Listen carefully. Effective listening is crucial, especially if you want to get more feedback as you advance in your career. Try not to be defensive, and don’t interrupt, even if you disagree with what you are hearing. Don’t use the time to give explanations as to why you do something a particular way. Say “right,” “uuummmmm,” and “ok” and avoid statements such as “I didn’t do that” or “Well, the reason I had to do it that way was because….” Remember that acknowledging the feedback isn’t the same as agreeing with it.
Make sure you understand. Ask for specific examples. Paraphrase what was said in your own words:
“So you’re saying that …,”
“What I’m hearing is …,”
“I sense that …”
Before you leave the conversation, summarize the feedback in a way that the other person is satisfied you fully understood the issues.
Thank the giver of the feedback. Giving feedback in a constructive manner is difficult for some people. Letting the other person know how much you appreciate him/her taking the time to take the matter seriously demonstrates that you are receptive to feedback from others and increases the likelihood that you’ll receive more in the future.
Reflect. Feedback from colleagues can evoke all kinds of emotions. Give yourself time to think about and reflect on the feedback. It’s not always necessary to respond immediately. “Sleeping on it” for a night and reviewing it with a fresh perspective the next day can be helpful.
Evaluate. Is this feedback an isolated incident, or does it fit into a pattern? Have other people told you the same thing? Do you agree with the feedback? Are you willing to change this behavior? What will it take to make those changes?
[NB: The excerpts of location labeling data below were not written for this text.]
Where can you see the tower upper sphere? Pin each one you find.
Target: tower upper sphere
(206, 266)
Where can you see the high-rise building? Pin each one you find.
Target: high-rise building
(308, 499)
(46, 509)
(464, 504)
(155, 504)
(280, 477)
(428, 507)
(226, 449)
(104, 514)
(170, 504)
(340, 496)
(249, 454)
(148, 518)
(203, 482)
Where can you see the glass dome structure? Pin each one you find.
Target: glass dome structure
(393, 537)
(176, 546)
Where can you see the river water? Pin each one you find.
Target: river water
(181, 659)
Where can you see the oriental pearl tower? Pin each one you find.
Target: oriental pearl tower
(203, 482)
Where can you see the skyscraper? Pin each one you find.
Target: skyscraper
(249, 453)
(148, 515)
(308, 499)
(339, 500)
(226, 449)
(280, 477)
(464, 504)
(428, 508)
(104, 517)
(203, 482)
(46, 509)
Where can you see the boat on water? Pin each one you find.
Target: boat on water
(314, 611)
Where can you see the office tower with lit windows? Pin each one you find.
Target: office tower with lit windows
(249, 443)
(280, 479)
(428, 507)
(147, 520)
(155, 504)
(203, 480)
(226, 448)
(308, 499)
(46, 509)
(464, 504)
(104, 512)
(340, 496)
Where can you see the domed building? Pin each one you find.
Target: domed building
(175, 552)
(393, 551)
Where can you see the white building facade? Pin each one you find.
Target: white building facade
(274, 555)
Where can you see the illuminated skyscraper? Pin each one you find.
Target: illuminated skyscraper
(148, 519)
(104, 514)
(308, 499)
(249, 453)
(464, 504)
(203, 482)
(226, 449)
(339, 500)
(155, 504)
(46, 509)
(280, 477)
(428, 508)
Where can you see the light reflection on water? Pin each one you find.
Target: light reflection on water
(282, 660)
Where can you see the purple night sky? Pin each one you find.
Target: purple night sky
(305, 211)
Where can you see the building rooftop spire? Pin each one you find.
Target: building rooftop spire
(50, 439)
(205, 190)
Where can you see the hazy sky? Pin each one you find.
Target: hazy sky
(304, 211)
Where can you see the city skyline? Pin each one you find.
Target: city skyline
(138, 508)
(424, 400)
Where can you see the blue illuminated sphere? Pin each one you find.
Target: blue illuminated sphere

Look forward. Share your developmental areas with your colleagues, and try to cultivate an atmosphere of open, honest feedback by encouraging them to give you ongoing feedback on those issues. Tell them you want to know if and when they see improvement. Let them be a “partner” in your ongoing development plan so you’ll be more aware of what you’re doing well and what still needs work. It’s important, especially if you’re the boss, to demonstrate that giving and receiving feedback is just common practice at your organization, and everyone is invited to participate and support one another.
Communicating effectively during conflict requires good listening skills, honesty, and a whole lot of finesse. Whether you are giving feedback to others, receiving it yourself, or helping others to do the same, these tips can be invaluable to paving the way for a more successful outcome.